Je commence à croire que, où qu'il aille, quoi qu'il nous propose, Rohmer me passionnera. J'en dois être à mon quinzième de lui ou quelque chose comme ça, et j'ai l'impression d'être ressorti comme si je découvrais ce réalisateur ; car chacun de ses films est comme un renouveau, alors même que l'on sait qu'au sein de ces 6 contes moraux l'histoire sera la même dans les grandes lignes (d'ailleurs c'est mon dernier de ce cycle).
Nous voici donc ici en Provence, en pleine campagne, tout près de Saint-Tropez, ambiance propice pour les grandes vacances. 3 personnages se retrouvent dans une villa, et à peu près tout passe par là.
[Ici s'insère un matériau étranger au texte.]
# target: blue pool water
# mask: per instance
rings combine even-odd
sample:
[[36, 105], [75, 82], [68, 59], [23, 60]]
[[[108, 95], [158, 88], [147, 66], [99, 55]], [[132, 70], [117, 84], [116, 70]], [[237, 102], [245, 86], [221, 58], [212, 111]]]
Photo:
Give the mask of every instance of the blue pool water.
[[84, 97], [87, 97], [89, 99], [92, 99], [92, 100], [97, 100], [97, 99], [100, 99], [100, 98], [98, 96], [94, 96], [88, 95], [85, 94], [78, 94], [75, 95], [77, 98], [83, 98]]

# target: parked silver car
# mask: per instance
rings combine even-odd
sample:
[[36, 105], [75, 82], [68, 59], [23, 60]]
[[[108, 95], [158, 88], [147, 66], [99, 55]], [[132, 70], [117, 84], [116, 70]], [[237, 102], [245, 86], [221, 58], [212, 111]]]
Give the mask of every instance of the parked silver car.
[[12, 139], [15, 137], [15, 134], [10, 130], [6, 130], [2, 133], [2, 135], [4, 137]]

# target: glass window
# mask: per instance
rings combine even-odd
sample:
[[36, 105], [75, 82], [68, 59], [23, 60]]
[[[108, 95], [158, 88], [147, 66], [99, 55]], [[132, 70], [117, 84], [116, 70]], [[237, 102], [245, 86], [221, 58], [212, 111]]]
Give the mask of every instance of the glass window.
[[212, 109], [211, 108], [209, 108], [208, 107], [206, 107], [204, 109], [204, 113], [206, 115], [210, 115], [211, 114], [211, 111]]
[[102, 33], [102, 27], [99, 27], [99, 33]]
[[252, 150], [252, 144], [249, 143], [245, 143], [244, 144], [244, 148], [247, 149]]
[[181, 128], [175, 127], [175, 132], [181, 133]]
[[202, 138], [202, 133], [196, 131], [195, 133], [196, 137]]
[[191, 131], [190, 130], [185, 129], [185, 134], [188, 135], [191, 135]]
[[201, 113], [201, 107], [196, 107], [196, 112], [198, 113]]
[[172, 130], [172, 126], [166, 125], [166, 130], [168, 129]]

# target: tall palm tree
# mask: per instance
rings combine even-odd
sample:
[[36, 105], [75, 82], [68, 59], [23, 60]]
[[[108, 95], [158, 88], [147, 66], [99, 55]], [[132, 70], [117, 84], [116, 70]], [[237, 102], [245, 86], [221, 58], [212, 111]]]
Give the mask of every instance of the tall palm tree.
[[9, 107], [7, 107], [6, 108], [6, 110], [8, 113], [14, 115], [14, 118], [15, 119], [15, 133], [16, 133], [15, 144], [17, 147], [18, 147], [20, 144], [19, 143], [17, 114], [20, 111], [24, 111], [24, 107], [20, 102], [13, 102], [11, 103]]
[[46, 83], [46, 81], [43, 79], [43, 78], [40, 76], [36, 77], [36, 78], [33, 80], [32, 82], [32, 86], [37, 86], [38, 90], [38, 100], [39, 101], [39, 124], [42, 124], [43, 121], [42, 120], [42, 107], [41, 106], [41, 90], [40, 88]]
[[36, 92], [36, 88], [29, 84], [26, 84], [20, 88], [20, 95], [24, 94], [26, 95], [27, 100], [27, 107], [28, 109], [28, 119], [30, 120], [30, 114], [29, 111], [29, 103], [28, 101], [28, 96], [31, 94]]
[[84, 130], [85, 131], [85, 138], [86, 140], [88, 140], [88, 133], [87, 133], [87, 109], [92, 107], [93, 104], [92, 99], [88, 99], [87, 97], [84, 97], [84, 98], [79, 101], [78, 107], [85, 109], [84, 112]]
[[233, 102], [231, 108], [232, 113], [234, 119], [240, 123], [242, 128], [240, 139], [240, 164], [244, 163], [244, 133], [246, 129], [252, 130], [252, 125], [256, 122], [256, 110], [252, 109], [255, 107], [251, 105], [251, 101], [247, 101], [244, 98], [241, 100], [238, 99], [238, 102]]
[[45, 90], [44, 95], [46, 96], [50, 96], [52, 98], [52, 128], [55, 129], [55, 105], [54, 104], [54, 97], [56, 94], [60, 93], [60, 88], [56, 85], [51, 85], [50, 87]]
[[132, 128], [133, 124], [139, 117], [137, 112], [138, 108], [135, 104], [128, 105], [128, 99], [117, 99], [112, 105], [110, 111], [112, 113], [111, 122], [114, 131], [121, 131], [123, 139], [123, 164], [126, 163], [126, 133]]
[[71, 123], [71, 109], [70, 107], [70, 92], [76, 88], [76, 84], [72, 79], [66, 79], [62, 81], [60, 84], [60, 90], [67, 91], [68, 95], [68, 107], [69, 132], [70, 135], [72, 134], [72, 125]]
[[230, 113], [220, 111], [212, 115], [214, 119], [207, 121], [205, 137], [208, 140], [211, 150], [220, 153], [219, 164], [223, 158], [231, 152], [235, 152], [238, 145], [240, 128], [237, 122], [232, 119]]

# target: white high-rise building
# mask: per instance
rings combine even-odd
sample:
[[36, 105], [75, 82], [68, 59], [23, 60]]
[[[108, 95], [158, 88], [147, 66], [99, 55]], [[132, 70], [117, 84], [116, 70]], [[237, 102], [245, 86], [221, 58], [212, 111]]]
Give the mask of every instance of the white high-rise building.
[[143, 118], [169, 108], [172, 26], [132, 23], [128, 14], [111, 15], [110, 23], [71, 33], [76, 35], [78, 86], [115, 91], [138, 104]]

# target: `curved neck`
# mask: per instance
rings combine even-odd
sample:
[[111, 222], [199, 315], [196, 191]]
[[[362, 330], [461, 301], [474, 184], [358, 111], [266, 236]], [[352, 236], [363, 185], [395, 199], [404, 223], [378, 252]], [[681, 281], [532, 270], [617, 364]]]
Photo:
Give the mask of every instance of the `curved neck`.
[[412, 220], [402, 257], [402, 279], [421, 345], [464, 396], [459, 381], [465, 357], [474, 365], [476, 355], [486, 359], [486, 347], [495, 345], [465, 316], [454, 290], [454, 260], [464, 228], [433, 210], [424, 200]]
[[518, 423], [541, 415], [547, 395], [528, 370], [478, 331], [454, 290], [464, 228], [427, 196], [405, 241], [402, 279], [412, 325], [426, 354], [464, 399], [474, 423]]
On en est encore à une époque où Rohmer utilisait le héros comme narrateur, et ici cette narration est utilisée quasiment tout le film ; à ce titre la narration, le phrasé, sont exemplaires. Après ce triple prologue bien original, nous suivons l'évolution des rapports entre ces 3 personnages, en vérité surtout entre le héros et cette "collectionneuse", avec comme "intermédiaire" un autre. Ce qui est fascinant, c'est que l'évolution de la relation, pourtant bien imaginée, bien scénarisée, respire comme l'avancée du film, de chaque Rohmer : à tâtons, selon les ressentis des personnages, dans leurs relations avec les autres, on n'est absolument pas dans un quelconque procédé manichéen, les personnages nous montrent au contraire toutes leurs qualités et leurs faiblesses, non Rohmer les fait vivre selon, pour chacun, des idées, des conceptions de vie, et des oppositions en résultent, et avec l'entrée en jeu la question de "l'amour", même si c'est un terme un peu trop générique pour décrire ce qui se passe dans ce film, on baigne dans des scènes toutes faites (des comédiens qui jouent eux-mêmes à travers leurs personnages des scènes pour en impressionner d'autres, n'est-ce pas une leçon de cinéma ?), des rapprochements/éloignements entre eux, et nous, liés au héros mais en même temps spectateur omniscient de tout ce qui se passe, on essaie tant bien que mal de comprendre la collectionneuse, étant dans les mêmes doutes qu'Adrien, on avance à son rythme, et même ce personnage, que l'on croit connaître, nous étonne.
Certains dialogues, certaines pensées, tellement rapides, peuvent prêter à confusion, mais je considère cela surtout comme une enième bonne raison de revoir le film.
Avec donc un sujet que l'on peut paraître presque douteux pour un cinéaste Rohmer, qui au fil de ses films m'apparaît autant comme un écrivain que comme un cinéaste, il parvient à nous emporter dans un réalisme sincère, certes on n'est pas toujours d'accord avec ce qui est dit mais c'est pour éveiller notre sens critique, ainsi le spectateur a aussi son rôle dans ce genre de film.
Comme toujours ces acteurs inconnus sont géniaux, Haydée Politoff est d'une grâce folle.
En conclusion un très bon Rohmer, de superbes dialogues, où les questions de l'amour, l'attirance, la morale, les confrontations de divers points de vue sont balayées de long en large, au travers d'une histoire en même simple que complexe ; les 6 contes moraux sont vraiment une réussite.